Potential for remote management: If one's strategy for remote management includes capturing and archiving at-risk web sites, a web-capturing crawler is a very necessary tool.
Why do we care? Among the range of responses to the idea of web sites being at risk, capturing and preserving sites at another location is a very active response.
Characteristics? All web crawlers are seeded with one or more URLs.
They then request the file pointed to. They parse the returned page, looking
for more links. They then follow those links in some order, continuing to
request pages and extracting more links.
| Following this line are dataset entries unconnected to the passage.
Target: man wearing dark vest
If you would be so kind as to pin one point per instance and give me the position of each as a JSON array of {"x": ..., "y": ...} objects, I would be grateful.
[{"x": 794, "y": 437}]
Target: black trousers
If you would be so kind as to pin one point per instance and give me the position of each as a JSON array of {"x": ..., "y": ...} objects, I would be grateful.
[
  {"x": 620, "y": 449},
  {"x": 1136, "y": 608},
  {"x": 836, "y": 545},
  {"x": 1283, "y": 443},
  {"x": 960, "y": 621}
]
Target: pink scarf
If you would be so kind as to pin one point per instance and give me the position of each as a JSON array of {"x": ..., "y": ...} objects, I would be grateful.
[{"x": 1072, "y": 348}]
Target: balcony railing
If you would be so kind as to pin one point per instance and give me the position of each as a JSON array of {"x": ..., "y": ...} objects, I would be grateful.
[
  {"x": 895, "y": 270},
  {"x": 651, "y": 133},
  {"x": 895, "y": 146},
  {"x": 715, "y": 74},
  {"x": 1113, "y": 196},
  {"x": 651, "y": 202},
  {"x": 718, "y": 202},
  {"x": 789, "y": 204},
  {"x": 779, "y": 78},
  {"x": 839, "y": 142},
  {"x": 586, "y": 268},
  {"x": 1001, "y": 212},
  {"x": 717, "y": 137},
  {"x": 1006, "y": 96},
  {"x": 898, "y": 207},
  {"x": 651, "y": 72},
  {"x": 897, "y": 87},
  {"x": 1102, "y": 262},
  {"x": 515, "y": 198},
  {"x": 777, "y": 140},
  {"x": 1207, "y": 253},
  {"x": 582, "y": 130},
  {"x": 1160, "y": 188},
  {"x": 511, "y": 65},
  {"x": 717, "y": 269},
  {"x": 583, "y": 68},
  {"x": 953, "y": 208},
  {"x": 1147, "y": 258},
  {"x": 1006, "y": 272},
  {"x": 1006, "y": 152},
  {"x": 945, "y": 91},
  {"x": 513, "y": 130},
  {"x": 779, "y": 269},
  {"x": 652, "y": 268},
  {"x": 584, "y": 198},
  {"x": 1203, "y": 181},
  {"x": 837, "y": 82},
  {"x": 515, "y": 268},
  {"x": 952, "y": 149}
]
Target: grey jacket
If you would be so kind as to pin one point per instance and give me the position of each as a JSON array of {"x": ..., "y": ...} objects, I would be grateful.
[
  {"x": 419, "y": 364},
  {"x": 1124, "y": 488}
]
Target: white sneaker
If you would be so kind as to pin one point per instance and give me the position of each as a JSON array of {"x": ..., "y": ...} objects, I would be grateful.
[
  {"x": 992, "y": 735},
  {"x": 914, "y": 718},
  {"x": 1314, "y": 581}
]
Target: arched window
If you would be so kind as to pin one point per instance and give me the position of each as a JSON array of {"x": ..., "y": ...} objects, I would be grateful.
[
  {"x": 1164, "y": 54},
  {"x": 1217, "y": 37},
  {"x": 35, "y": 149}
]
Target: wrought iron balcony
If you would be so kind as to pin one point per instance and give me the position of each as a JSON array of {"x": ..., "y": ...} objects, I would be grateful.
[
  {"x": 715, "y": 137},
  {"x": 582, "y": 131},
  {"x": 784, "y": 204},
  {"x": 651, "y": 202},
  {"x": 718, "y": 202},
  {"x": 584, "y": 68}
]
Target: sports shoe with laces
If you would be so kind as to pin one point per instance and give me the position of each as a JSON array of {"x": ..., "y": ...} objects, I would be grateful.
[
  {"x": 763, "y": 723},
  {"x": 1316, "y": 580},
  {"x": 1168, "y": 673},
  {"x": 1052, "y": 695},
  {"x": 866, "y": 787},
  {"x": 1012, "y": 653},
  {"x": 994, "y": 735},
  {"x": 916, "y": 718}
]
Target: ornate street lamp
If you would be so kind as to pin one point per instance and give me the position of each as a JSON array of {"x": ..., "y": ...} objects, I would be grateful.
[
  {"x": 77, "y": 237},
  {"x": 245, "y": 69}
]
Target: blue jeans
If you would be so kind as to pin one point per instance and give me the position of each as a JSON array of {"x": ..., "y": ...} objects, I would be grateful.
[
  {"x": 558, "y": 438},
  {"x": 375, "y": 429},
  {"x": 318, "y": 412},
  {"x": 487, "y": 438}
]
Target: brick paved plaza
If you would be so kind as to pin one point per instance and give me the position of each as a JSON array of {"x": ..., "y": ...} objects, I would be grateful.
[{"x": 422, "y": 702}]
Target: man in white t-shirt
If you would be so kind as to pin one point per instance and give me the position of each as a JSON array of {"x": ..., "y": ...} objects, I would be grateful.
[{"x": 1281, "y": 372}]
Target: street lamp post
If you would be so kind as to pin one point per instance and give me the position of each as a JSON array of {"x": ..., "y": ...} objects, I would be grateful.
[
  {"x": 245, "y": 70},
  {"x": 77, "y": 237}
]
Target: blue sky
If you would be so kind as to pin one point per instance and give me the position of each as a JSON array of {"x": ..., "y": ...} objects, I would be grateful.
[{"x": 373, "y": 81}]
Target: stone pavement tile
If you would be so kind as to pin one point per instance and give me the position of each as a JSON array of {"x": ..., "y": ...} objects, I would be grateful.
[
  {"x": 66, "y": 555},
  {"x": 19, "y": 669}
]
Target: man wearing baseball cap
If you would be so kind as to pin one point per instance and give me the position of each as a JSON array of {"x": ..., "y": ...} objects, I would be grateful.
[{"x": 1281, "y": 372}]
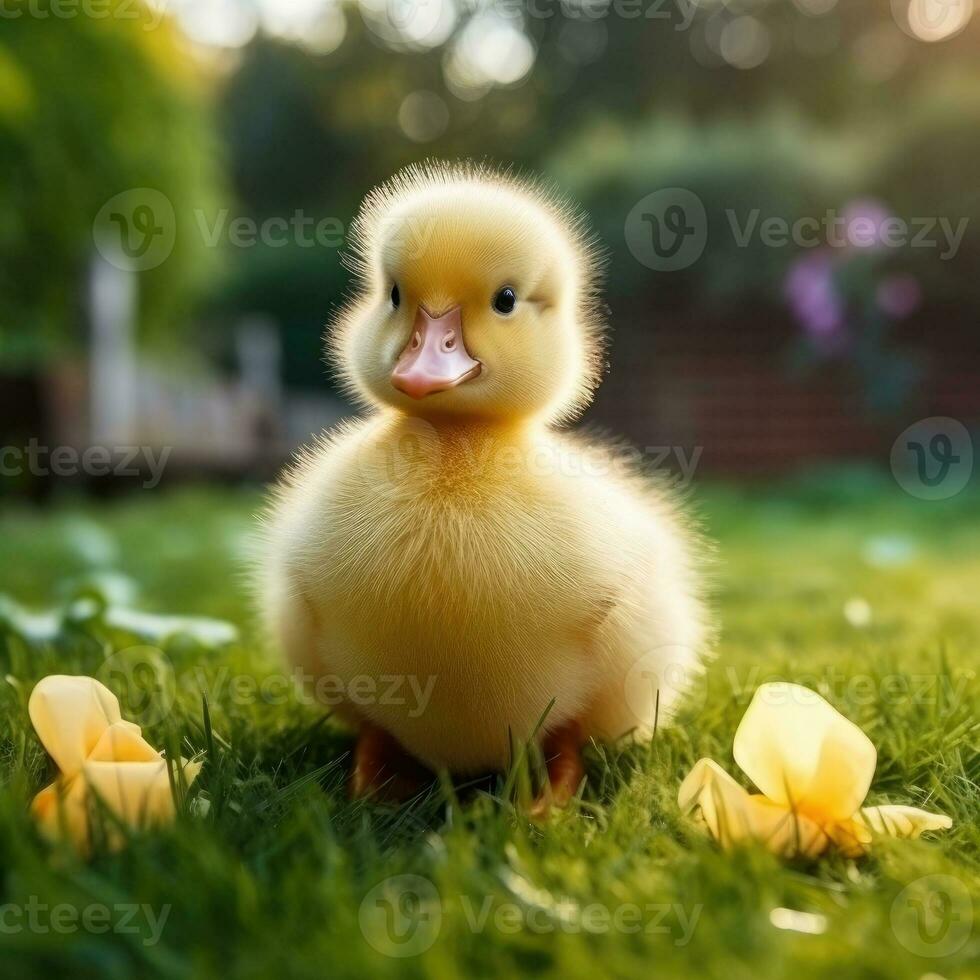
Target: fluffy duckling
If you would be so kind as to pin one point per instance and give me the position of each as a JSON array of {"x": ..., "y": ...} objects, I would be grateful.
[{"x": 455, "y": 537}]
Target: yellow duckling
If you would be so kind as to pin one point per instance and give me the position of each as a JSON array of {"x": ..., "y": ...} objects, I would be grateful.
[{"x": 455, "y": 541}]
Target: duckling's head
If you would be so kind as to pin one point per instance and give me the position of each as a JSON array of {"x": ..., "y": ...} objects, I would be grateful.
[{"x": 477, "y": 300}]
This process is fundamental to
many types of tools, including link checkers, search engines, web-capture
tools, site-mapping and visualization tools.
Web-capturing crawlers take advantage of the downloaded pages to create
indexes for searching or to save the pages and associated files to disk.
Other kinds of analysis are possible—the kind that creates site maps,
for example.
Relationship to other categories: (should this category be used
in conjunction with another category?)
Web crawling is the fundamental process by which all remote site-investigation tools work. Some crawlers are designed to download the pages of a site, perhaps saving them in a directory structure similar to that of the remote host; these are the crawlers we have segregated into this category. If you intend to capture pages for archiving, this kind of web crawler is what you need. The capturing function works without the aid of other crawling functions, although some web-site capture tools make their native link-checking function available, too.
High or Low impact: Can be either, depending on the way the crawling function is configured. The “politeness” factor—how many times per second the crawler engine visits a site, and how many bytes the crawler engine will accept from the host server each second—is user-configurable on the web-capturing crawlers we have seen.
Can these tools be used on other sites or only on your own site? The purpose of this category of tools is to visit other sites.